The Swedish brand, which is owned by Chinese automaker Geely, debuted the Volvo XC40 Recharge SUV.
If it looks familiar, that’s because it’s essentially a battery-powered version of the standard XC40. Another difference is a brand-new infotainment system using Google’s Android operating system.
The price will start at less than $48,000 after a $7,500 federal tax credit, Volvo said. The vehicle will be available for pre-order later this year but won’t be delivered to customers until the fourth quarter of 2020.
The automaker plans to launch a battery-powered car each year for the next five years. The company hopes to transition its sales to 50% electric cars and 50% hybrids by 2025.
Purely electric or plug-in hybrid cars will be sold under the Recharge brand variant. The company said it would also provide a refund to plug-in hybrid users for the average cost of electricity for their first year of ownership.
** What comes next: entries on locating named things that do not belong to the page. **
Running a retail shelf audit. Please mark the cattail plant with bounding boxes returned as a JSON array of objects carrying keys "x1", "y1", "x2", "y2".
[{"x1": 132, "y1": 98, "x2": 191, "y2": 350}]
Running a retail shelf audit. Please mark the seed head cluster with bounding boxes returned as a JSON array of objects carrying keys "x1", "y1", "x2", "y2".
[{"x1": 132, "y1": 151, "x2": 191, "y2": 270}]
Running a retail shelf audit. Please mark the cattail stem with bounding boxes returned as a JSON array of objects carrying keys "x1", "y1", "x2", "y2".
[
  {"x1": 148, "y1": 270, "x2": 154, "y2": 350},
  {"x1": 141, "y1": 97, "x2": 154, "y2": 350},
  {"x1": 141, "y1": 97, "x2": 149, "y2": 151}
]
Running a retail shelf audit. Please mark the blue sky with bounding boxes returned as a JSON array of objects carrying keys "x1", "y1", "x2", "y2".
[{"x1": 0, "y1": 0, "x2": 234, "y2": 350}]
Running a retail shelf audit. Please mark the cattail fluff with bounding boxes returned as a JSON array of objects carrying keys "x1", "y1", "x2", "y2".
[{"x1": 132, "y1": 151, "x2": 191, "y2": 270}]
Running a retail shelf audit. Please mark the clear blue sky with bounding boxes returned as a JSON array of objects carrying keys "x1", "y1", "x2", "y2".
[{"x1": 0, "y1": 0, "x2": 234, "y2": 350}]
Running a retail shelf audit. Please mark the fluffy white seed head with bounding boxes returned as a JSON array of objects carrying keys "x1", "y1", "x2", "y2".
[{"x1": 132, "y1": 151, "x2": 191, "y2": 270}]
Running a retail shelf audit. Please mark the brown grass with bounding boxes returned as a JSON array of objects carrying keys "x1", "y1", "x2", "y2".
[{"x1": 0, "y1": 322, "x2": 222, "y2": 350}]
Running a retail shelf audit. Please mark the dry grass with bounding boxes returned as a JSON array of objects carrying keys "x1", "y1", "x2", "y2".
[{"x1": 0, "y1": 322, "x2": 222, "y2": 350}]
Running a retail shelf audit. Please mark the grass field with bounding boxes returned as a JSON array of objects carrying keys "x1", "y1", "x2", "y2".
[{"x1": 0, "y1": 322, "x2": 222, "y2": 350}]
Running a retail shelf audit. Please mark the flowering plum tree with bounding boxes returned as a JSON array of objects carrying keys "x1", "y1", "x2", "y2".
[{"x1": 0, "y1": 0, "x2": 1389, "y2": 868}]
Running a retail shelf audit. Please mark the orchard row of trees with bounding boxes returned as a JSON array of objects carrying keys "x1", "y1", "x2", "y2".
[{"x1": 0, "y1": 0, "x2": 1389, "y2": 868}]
“We have said this several times before: for Volvo Cars, the future is electric,” Volvo CEO Håkan Samuelsson said in a statement. “Today we take a major new step in that direction with the launch of our fully electric XC40 and the Recharge car line.”
The Volvo XC40 Recharge will get more than 248 miles on a single charge, though that figure is based on European regulatory standards. The U.S. figure is likely to be closer to 200.
Volvo said its goal is to cut the amount of carbon emissions from its cars by 40% from 2018 to 2025.